Mengatasi kemiskinan bukan hal yang mudah dilakukan, apalagi dengan kondisi perekonomian dunia yang melemah. Turunnya permintaan barang dan jasa sangat berdampak terhadap produksi sehingga berpengaruh pada pendapatan masyarakat. Untuk mengatasi kemiskinan, diperlukan upaya ekstra dari seluruh elemen terkait dalam meningkatkan pendapatan masyarakat. Penyediaan lapangan pekerjaan yang sesuai dengan keterampilan pencari kerja perlu ditingkatkan.

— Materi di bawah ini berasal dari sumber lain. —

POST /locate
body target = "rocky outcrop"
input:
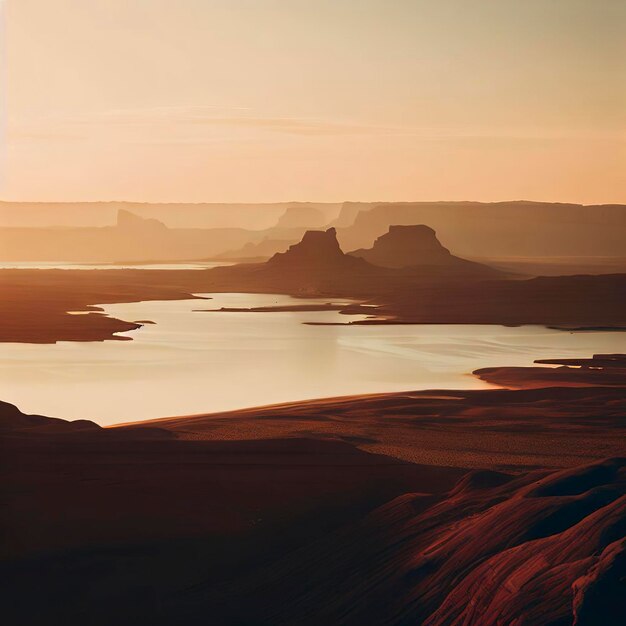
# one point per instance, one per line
(317, 249)
(417, 246)
(301, 217)
(128, 221)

Tingkat Pengangguran Terbuka  (TPT) tamatan SMK sebesar 13,55 persen pada Agustus 2020 merupakan yang tertinggi dibandingkan jenjang pendidikan lainnya. Hal ini mengindikasikan bahwa keterampilan tenaga kerja yang tersedia tidak sesuai dengan yang dibutuhkan. Memberikan pelatihan yang sesuai bagi tenaga kerja agar dapat terserap oleh bursa tenaga kerja perlu dilakukan oleh pemerintah. Peningkatan kemampuan tenaga kerja akan meningkatkan daya saing dan nilai tawar para pekerja.

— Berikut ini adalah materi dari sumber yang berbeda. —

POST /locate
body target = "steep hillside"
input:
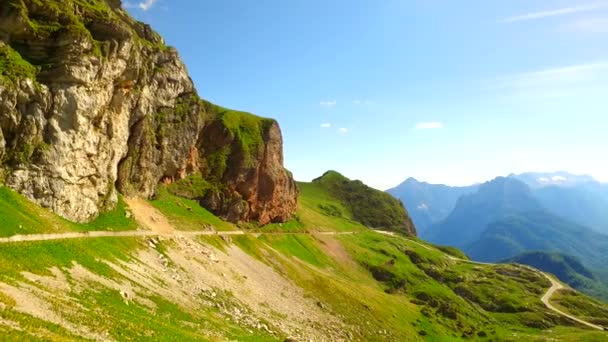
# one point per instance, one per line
(426, 203)
(365, 286)
(567, 269)
(93, 103)
(371, 207)
(493, 200)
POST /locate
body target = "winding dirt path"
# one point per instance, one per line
(158, 225)
(555, 285)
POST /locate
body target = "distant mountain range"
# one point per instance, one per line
(566, 268)
(508, 216)
(426, 203)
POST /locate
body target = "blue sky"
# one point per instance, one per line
(445, 91)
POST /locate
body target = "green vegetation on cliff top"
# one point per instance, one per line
(371, 207)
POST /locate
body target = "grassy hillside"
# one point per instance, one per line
(539, 231)
(365, 286)
(371, 207)
(567, 269)
(20, 216)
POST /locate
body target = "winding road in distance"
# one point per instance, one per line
(158, 225)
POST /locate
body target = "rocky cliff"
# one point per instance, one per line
(92, 102)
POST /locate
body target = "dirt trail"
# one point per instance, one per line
(555, 285)
(158, 224)
(149, 217)
(545, 298)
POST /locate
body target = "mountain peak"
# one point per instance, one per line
(559, 178)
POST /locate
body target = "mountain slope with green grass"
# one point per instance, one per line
(567, 269)
(267, 286)
(371, 207)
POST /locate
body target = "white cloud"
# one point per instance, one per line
(558, 179)
(362, 102)
(554, 12)
(589, 25)
(555, 77)
(328, 103)
(142, 5)
(429, 125)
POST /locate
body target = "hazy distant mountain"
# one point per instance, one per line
(578, 198)
(561, 179)
(473, 212)
(582, 204)
(427, 203)
(539, 230)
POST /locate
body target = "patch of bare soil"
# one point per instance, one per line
(333, 247)
(149, 217)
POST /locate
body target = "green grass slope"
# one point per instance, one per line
(567, 269)
(581, 306)
(364, 286)
(371, 207)
(20, 216)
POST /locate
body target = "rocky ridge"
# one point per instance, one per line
(93, 103)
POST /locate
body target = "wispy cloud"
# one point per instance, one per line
(429, 125)
(555, 77)
(328, 103)
(554, 12)
(589, 25)
(362, 102)
(142, 5)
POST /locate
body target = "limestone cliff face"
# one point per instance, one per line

Memberikan pelatihan kewirausahaan bagi tenaga produktif agar dapat membuka lapangan kerja yang sesuai dengan keterampilannya juga penting dilakukan. Dengan meningkatnya jiwa kewirausahaan akan dapat membuka lapangan usaha yang menyerap tenaga kerja. Memulai usaha Industri Makanan dan Minuman merupakan pilihan yang realistis di masa pandemi, di samping meningkatkan produksi tentunya akan meningkatkan konsumsi domestik. Membuka usaha baru membutuhkan modal, peran pemerintah dalam mempermudah memperoleh modal usaha melalui berbagai kebijakan akan sangat berarti dalam pengembangan perekonomian.
 
Usaha Mikro Kecil (UMK) terbukti dapat bertahan di tengah terpaan krisis ekonomi yang terjadi pada 1998. Pada masa pandemi ini, banyak UMK membutuhkan bantuan modal untuk tetap dapat bertahan. Kolaborasi antara UMK dengan perusahaan besar dalam memproduksi barang dan jasa kemungkinan dapat memperkuat perekonomian. Kebijakan pemerintah mengenai relaksasi PPnBM (Pajak Penjualan atas Barang Mewah) mobil baru, selain diharapkan dapat meningkatkan sektor industri mobil tentunya dapat membantu para pelaku bisnis UMK yang terkait dengan industri tersebut.
 
Untuk menghasilkan produk barang maupun jasa dengan nilai tinggi diperlukan mata rantai. Diperlukan sumber daya besar untuk menciptakan mata rantai, kolaborasi merupakan cara menciptakan mata rantai bagi UMK. Hasil pertanian dari petani disalurkan ke industri rumah tangga lain untuk diolah menjadi bahan baku, bahan baku diolah perusahaan dan dikemas agar bisa disalurkan ke reseller. Rumah tangga memperoleh barang dari reseller melalui e-commerce. Mata rantai yang tercipta akan menjamin keberlanjutan produksi barang dan jasa, terlihat bahwa kolaborasi antar sektor usaha sangat penting untuk dilakukan.
 
Pada era digital ini, peningkatan pengetahuan teknologi informasi bagi pengusaha UMK sangatlah penting agar dapat memperluas jangkauan pasar usaha tersebut. Penggunaan media sosial sebagai sarana promosi masih terbatas. Sebuah peluang bagi content creator pemula untuk mulai masuk pada pasar ini. Penguatan UMK dapat diharapkan menjadi sebuah solusi untuk mengurangi tingkat kemiskinan dan menurunkan tingkat ketimpangan yang terjadi.*


*. Tulisan dalam kategori OPINI adalah tulisan warga Net. Semua karya tulis yang dibuat adalah sepenuhnya tanggung jawab dari penulis.